For the avoidance of doubt, there was no where it was stated or admitted by any of the parties in the course of the press conference or anywhere else that the sum of $12bn or $10.8bn out of the alleged unremitted $49.8bn is“ missing’’.The truth of the matter is that as at the time of the press conference, $30bn of the alleged unremitted oil revenue had been reconciled by all the parties involved. Dr. Okonjo-Iweala did explain that the reconciliation was an ongoing process and that the balance of $10.8bn is still being reconciled.
At no time did anybody, neither the Coordinating Minister of the Economy nor the CBN Governor, say that the outstanding $10.8bn was “missing’’. It is simply curious how some section of the media are not prepared to see the difference between the two positions – reconciliation in progress versus money missing. These two positions are simply not the same thing no matter the angle from which anyone chooses to see them.
Having made that point, it is also pertinent to further clarify that NNPC as a national oil company is saddled with certain onerous responsibilities that other oil companies are freed from. For instance, as the supplier of last resort, NNPC has the responsibility of ensuring that there is adequate supply of petroleum products whether the market is favourable or not. The yet to be reconciled $10.8bn can be located in the expenses on some of the responsibilities which the Corporation carries out on behalf of the Federal Government with respect to the domestic crude oil utilization.

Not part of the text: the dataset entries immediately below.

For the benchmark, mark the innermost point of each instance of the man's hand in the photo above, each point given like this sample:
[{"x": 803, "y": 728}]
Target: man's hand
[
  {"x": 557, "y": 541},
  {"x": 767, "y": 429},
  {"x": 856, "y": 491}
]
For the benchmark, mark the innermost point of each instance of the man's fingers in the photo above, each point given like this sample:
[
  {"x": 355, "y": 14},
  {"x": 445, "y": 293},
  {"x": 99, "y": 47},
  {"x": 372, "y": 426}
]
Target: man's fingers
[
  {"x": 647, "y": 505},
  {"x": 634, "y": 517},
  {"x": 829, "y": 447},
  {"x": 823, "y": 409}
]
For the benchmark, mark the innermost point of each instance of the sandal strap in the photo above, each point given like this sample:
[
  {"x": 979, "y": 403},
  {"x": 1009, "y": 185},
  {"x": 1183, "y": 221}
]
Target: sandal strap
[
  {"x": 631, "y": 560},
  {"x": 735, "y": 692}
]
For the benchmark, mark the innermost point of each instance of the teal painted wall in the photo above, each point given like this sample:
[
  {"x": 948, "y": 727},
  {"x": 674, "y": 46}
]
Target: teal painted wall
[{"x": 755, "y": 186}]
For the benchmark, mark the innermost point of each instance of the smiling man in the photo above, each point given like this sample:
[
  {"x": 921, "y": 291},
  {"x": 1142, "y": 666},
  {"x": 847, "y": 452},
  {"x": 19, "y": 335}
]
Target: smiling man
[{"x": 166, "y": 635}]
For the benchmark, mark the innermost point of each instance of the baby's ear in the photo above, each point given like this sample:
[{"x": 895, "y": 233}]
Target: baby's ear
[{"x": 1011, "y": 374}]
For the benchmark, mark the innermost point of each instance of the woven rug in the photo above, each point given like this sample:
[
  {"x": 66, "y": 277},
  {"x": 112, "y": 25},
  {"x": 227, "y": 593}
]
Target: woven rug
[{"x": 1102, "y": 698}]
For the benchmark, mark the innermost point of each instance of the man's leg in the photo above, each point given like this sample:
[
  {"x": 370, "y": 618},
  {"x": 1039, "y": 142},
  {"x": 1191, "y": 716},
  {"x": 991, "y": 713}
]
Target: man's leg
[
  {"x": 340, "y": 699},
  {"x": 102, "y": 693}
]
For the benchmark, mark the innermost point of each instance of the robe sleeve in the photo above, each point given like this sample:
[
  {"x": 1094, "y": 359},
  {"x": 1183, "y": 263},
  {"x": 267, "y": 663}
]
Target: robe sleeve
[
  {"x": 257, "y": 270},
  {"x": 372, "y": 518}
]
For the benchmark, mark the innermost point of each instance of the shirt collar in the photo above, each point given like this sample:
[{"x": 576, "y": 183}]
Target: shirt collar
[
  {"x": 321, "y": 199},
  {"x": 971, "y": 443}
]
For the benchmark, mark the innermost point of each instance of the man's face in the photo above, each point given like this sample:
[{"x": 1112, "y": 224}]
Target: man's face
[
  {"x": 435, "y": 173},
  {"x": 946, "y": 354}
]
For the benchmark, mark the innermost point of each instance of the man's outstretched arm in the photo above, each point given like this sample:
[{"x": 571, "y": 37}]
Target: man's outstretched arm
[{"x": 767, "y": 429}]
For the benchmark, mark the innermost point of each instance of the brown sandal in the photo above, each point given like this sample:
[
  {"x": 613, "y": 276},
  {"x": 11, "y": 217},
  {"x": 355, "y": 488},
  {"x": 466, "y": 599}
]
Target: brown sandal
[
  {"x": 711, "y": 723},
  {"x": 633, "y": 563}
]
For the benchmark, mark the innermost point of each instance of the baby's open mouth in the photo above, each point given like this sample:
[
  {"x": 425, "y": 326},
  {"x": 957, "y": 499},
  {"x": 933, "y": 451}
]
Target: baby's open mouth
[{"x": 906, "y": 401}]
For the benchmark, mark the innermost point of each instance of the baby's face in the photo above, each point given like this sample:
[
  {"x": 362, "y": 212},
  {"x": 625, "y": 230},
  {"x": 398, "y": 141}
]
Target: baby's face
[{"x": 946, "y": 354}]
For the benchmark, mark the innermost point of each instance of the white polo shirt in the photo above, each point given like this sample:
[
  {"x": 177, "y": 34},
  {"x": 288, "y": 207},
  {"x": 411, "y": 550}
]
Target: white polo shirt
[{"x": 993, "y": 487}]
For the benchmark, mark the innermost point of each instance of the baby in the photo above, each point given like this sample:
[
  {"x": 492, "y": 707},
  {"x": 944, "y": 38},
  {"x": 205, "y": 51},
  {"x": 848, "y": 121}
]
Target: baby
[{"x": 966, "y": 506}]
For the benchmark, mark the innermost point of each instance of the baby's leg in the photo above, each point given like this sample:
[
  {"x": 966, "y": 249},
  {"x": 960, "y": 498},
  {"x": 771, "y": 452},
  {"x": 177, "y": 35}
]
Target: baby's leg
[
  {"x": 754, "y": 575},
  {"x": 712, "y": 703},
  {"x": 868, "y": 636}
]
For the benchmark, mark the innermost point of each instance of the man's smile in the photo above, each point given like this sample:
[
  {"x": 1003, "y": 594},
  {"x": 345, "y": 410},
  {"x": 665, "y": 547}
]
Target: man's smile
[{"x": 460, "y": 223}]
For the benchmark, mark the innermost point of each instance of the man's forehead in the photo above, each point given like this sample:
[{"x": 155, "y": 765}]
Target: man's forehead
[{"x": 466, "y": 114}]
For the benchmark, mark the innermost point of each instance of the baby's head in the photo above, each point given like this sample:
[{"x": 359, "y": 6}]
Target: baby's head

One of such issues is the unpaid subsidies on kerosene and premium motor spirit (PMS). It would be recalled that Dr. Okonjo-Iweala was earlier in 2013 reported to have stated that she has not paid any subsidy on kerosene since she assumed office. The truth of the matter is that since 2007 when the late former President Umaru Yar’Adua reviewed the prices of petroleum products following the general strike in protest against the price hike by his predecessor, the issue of subsidy payment on kerosene was left hanging and NNPC was mandated to continue to sell the product at a subsidized rate of N50 per litre.
Since then, not a dime has been paid to the Corporation as subsidy on the product. It is also on record that since January 2012 NNPC has been importing the bulk of the PMS used in the country. NNPC has successfully kept the nation wet with products, especially PMS, these past two years as can be verified from the absence of queues at petrol stations during the end of year festivities. So the Corporation is left to bear these responsibilities on behalf of the Federal Government and these costs are part of the yet-to-reconciled balance.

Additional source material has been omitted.